9. The hardest part about nights are: not being able to fall asleep, waking up often in the night (due to sleep disorders, pain, and temperature regulation issues), never getting enough sleep.

10. Each day I take at least 7 different pills & vitamins.

11. Regarding alternative treatments I: have tried many. Some because I wanted to, others because I felt pressured to. In general, alternative treatments don’t work for someone like me who has dysautonomia. You cannot fix a broken autonomic nervous system. Peppermint tea can ease nausea. A healthy diet is beneficial in a small way. But nothing actually fixes the root problem. Most alternative treatments do nothing, or make things worse. Only God can fix a broken autonomic nervous system.

12. If I had to choose between an invisible illness or visible I would choose: I’d just leave this one up to God. Both are hard, just in different ways.

13. Regarding working and career: I don’t mind that I’m missing out on a career. I love being a stay-at-home mom. I just wish I had the strength and energy to do all the “mom stuff” I’d like to do.

14. People would be surprised to know: how lonely it is living with a chronic illness.

15. The hardest thing to accept about my new reality has been: being left out of activities because I either physically can’t do them or because people don’t think to invite me.

16. Something I never thought I could do with my illness that I did was: have a child.

17. The commercials about my illness: don’t exist. There are hundreds of thousands of people with dysautonomia, but we are all but completely ignored by the media.

18. Something I really miss doing since I was diagnosed is: walking by Will’s side and holding his hand.

19. It was really hard to have to give up: my independence.

20. A new hobby I have taken up since my diagnosis is: crocheting and knitting.

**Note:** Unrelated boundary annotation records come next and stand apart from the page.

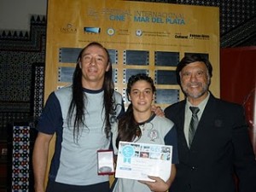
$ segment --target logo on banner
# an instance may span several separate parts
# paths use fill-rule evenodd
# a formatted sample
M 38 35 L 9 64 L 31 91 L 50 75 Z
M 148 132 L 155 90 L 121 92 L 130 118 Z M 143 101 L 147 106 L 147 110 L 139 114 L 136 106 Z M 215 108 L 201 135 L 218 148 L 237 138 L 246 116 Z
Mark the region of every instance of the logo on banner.
M 85 26 L 85 27 L 84 27 L 84 32 L 100 33 L 101 28 L 100 27 Z
M 141 37 L 141 36 L 143 35 L 143 31 L 140 30 L 140 29 L 137 30 L 137 31 L 136 31 L 136 35 L 137 35 L 137 37 Z
M 108 28 L 107 30 L 107 33 L 110 36 L 113 36 L 114 34 L 114 29 L 113 28 Z
M 77 28 L 73 24 L 68 23 L 67 26 L 61 27 L 61 32 L 63 33 L 76 33 Z

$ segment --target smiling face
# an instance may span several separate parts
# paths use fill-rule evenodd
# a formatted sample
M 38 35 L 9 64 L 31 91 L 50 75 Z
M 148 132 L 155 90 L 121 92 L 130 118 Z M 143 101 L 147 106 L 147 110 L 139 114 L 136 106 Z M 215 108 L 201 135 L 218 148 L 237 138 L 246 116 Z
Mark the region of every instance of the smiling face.
M 182 89 L 191 103 L 198 104 L 207 97 L 210 77 L 203 62 L 189 63 L 179 74 Z
M 106 50 L 96 44 L 89 46 L 81 55 L 79 66 L 83 86 L 92 90 L 102 89 L 105 73 L 110 66 Z
M 131 87 L 129 93 L 135 113 L 143 113 L 151 114 L 151 103 L 154 92 L 151 84 L 146 80 L 138 80 Z

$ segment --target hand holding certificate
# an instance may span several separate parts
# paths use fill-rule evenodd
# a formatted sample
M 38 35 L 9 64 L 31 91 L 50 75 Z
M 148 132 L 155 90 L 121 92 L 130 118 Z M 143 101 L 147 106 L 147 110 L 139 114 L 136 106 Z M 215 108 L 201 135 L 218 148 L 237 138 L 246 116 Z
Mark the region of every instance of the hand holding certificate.
M 166 181 L 171 174 L 172 146 L 119 142 L 115 177 L 154 181 L 148 176 Z

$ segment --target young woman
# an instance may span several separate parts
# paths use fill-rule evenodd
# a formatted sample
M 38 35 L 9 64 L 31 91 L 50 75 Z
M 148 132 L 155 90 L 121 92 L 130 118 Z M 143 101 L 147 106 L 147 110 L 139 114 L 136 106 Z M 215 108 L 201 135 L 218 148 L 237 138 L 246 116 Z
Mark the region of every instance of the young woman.
M 154 182 L 115 178 L 112 191 L 166 191 L 175 177 L 175 164 L 178 161 L 174 124 L 165 117 L 156 116 L 152 113 L 151 104 L 154 97 L 155 86 L 150 77 L 141 73 L 131 76 L 126 91 L 131 104 L 112 131 L 114 154 L 118 154 L 119 141 L 172 145 L 172 173 L 166 181 L 153 176 L 148 177 Z

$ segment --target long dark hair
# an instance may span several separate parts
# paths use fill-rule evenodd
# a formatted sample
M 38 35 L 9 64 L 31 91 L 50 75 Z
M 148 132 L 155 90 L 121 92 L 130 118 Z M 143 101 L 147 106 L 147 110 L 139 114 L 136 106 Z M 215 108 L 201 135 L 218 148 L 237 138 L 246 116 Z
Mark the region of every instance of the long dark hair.
M 153 79 L 147 76 L 144 73 L 138 73 L 136 75 L 132 75 L 127 84 L 126 94 L 129 98 L 129 95 L 131 94 L 131 89 L 132 85 L 139 81 L 144 80 L 150 84 L 153 93 L 155 92 L 155 86 L 154 85 Z M 140 138 L 142 137 L 142 131 L 139 127 L 140 124 L 137 123 L 134 118 L 132 103 L 128 106 L 128 108 L 125 114 L 119 120 L 118 125 L 118 137 L 116 139 L 116 147 L 118 148 L 118 144 L 119 141 L 125 142 L 132 142 L 137 137 Z
M 82 85 L 82 70 L 79 67 L 79 62 L 82 57 L 84 51 L 90 46 L 98 46 L 104 49 L 108 55 L 108 63 L 109 65 L 109 69 L 105 73 L 104 83 L 103 83 L 103 90 L 104 90 L 104 98 L 103 98 L 103 109 L 105 109 L 105 118 L 104 118 L 104 131 L 106 133 L 107 138 L 109 137 L 110 132 L 110 121 L 109 114 L 112 113 L 112 106 L 114 102 L 113 94 L 113 83 L 112 80 L 112 65 L 110 61 L 110 56 L 108 51 L 104 48 L 101 44 L 97 42 L 92 42 L 84 47 L 79 53 L 79 55 L 77 60 L 77 65 L 73 77 L 73 95 L 72 101 L 69 106 L 68 113 L 67 113 L 67 123 L 71 125 L 72 120 L 73 119 L 73 137 L 76 138 L 76 141 L 79 139 L 80 130 L 83 126 L 85 126 L 85 116 L 84 112 L 86 110 L 86 96 L 83 91 Z M 73 117 L 74 114 L 74 117 Z M 103 128 L 103 127 L 102 127 Z

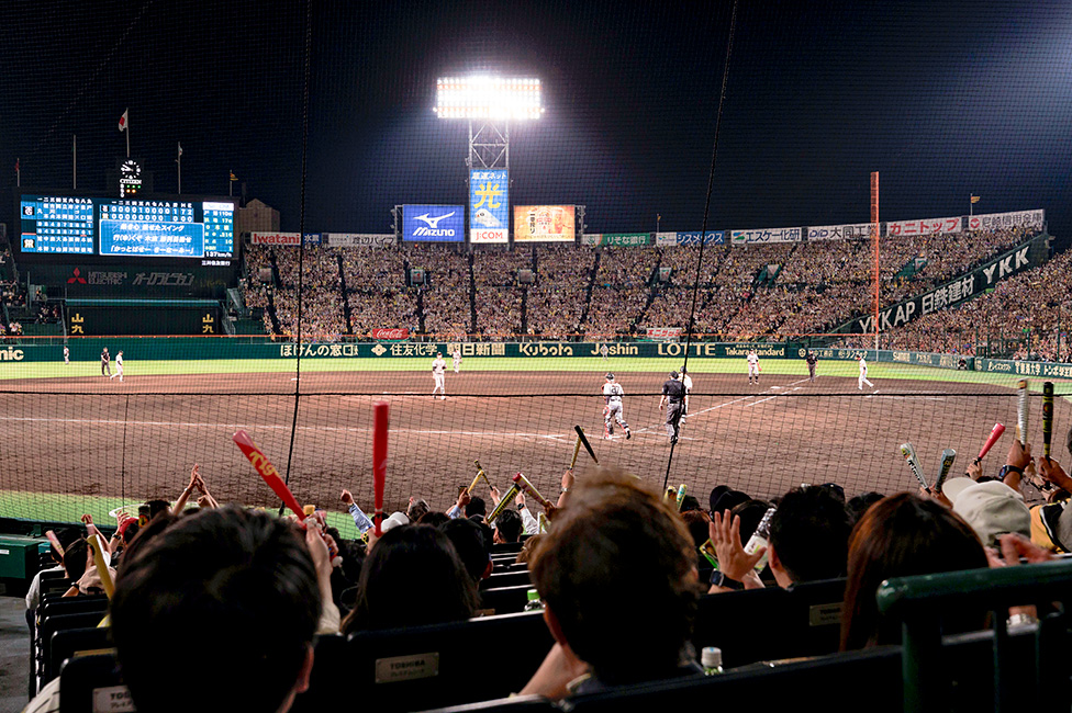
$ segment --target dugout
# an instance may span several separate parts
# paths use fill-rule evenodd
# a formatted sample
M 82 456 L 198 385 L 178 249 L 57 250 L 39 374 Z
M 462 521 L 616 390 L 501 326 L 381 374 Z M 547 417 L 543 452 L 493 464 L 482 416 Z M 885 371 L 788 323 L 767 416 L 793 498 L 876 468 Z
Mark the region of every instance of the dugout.
M 64 321 L 67 335 L 156 336 L 224 333 L 223 310 L 217 299 L 67 299 Z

21. If I could have one day of feeling normal again I would: go hiking and camping in Alaska with my family.

22. My illness has taught me: how very, very blessed I am.

23. Want to know a secret? One thing people say that really bothers me is: When someone who is healthy complains about being tired or complains about sickness that lasts only a couple of weeks.

24. But I love it when people: say that my life encourages and inspires them.

25. My favorite motto, scripture, quote that gets me through tough times is: "For we know that our light and momentary troubles are achieving for us an eternal glory that far outweighs them all" (2 Corinthians 4:17, NIV).

26. When someone is diagnosed I’d like to tell them: that life with a chronic illness is hard, but that it can still be fun. There is real hope, and there is real joy in the midst of trials. That hope and joy is found only in the Lord Jesus Christ.

27. Something that has surprised me about living with an illness is: how very hard it is even when it looks easy from an outsider’s perspective.

28. The nicest thing someone did for me when I wasn’t feeling well was: offered help on a regular basis, but even more special - offered genuine friendship as well.

29. I’m involved with Invisible Illness Week because: there is so much that people don’t know about invisible illnesses.

30. The fact that you read this list makes me feel: like you care.